100. KUASA HUKUM PEMOHON: AAN EKO WIDIARTO Masih, Yang Mulia. Untuk berikutnya kami akan mengajukan empat ahli dan satu orang saksi. Empat ahli, ya. Kalau empat ahli waktunya ini yang jadi masalah. Atau anu dululah, dua ahli, satu orang saksi dulu gitu, ya. Jadi, Saudara sudah mengajukan tujuh ahli dan saksinya ada (…) 101. KUASA HUKUM PEMOHON: AAN EKO WIDIARTO Ada empat. 102. KETUA: ARIEF HIDAYAT Empat, ya. Nanti silakan Saudara sebelum persidangan, siapa ahlinya, dua orang ahli dan satu orang saksi dulu pada persidangan yang akan datang, ya baik.
36
103. KUASA HUKUM PEMOHON: AAN EKO WIDIARTO Baik, terima kasih, Yang Mulia. 104. KETUA: ARIEF HIDAYAT Kemudian pada Pemerintah, tadi yang pertanyaan-pertanyaan yang harus dijawab, nanti jawaban tertulis ditunggu, ya. Baik, kalau begitu sebelum saya akhiri persidangan pada siang hari ini, perlu saya sampaikan bahwa persidangan yang berikutnya pada sidang yang kelima, akan diadakan pada hari Selasa, 24 Februari 2015, pada pukul 11.00 WIB. Saya ulangi, Selasa, 24 Februari 2015, pada pukul 11.00 WIB dengan mendengarkan keterangan dua orang ahli dan satu orang saksi dari Pemohon. Baik, sidang selesai dan ditutup.

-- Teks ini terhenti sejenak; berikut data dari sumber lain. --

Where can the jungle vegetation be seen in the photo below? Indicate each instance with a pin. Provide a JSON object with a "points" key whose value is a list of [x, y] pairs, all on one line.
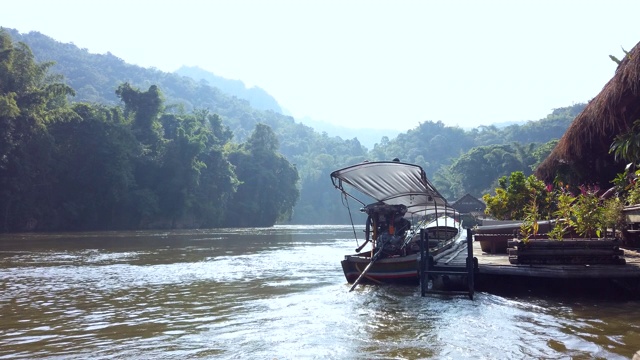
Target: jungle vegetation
{"points": [[90, 142]]}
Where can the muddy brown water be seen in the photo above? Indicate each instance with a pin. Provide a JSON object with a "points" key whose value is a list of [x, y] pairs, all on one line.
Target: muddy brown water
{"points": [[275, 293]]}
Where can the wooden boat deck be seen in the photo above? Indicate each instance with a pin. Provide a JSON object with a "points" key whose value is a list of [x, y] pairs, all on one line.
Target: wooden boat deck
{"points": [[498, 264]]}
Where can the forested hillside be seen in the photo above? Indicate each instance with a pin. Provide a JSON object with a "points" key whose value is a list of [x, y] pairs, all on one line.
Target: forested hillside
{"points": [[452, 157]]}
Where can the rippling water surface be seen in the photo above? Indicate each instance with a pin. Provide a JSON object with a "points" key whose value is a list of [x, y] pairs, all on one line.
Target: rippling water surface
{"points": [[276, 293]]}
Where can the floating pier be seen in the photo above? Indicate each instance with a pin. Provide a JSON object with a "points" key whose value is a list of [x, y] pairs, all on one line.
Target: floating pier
{"points": [[496, 268]]}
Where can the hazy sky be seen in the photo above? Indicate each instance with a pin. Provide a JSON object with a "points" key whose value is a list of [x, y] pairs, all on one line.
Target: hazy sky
{"points": [[377, 64]]}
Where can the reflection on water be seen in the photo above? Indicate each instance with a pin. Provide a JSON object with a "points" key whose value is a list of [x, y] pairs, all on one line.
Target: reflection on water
{"points": [[267, 293]]}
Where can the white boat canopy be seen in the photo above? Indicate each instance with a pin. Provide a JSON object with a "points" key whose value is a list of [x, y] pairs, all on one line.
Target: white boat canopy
{"points": [[393, 183]]}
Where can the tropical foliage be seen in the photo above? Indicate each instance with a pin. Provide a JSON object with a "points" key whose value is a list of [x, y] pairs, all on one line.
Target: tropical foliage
{"points": [[182, 156]]}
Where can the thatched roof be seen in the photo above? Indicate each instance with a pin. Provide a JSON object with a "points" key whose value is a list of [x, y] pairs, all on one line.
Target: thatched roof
{"points": [[582, 154]]}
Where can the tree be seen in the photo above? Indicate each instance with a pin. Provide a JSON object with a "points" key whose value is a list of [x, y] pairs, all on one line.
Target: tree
{"points": [[29, 100], [267, 190]]}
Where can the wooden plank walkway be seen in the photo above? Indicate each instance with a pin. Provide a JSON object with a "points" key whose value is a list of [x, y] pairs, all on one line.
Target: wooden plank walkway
{"points": [[498, 264]]}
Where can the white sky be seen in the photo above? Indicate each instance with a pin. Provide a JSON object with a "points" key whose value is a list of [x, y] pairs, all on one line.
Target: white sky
{"points": [[369, 63]]}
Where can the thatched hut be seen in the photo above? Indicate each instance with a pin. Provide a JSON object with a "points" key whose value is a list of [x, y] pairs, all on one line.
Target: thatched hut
{"points": [[582, 154]]}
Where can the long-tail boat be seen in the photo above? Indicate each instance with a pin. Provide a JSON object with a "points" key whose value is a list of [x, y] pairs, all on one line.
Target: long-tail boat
{"points": [[404, 202]]}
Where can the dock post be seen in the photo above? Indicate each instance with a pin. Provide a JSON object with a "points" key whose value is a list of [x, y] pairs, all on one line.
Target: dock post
{"points": [[421, 264], [424, 264], [470, 264]]}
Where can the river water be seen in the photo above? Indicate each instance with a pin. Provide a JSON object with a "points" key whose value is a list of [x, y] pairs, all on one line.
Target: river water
{"points": [[276, 293]]}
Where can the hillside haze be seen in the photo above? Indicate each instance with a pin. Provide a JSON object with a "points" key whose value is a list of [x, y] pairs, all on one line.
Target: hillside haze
{"points": [[457, 160]]}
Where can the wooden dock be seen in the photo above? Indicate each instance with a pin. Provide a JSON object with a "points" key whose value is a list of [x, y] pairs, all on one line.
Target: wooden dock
{"points": [[489, 265]]}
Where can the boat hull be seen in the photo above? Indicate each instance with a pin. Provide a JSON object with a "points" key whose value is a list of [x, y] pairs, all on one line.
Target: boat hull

KETUK PALU 3X SIDANG DITUTUP PUKUL 13.13 WIB
Jakarta, 10 Februari 2015 Kepala Sub Bagian Risalah,
Rudy Heryanto NIP. 19730601 200604 1 004
Risalah persidangan ini adalah bentuk tertulis dari rekaman suara pada persidangan di Mahkamah Konstitusi, sehingga memungkinkan adanya kesalahan penulisan dari rekaman suara aslinya.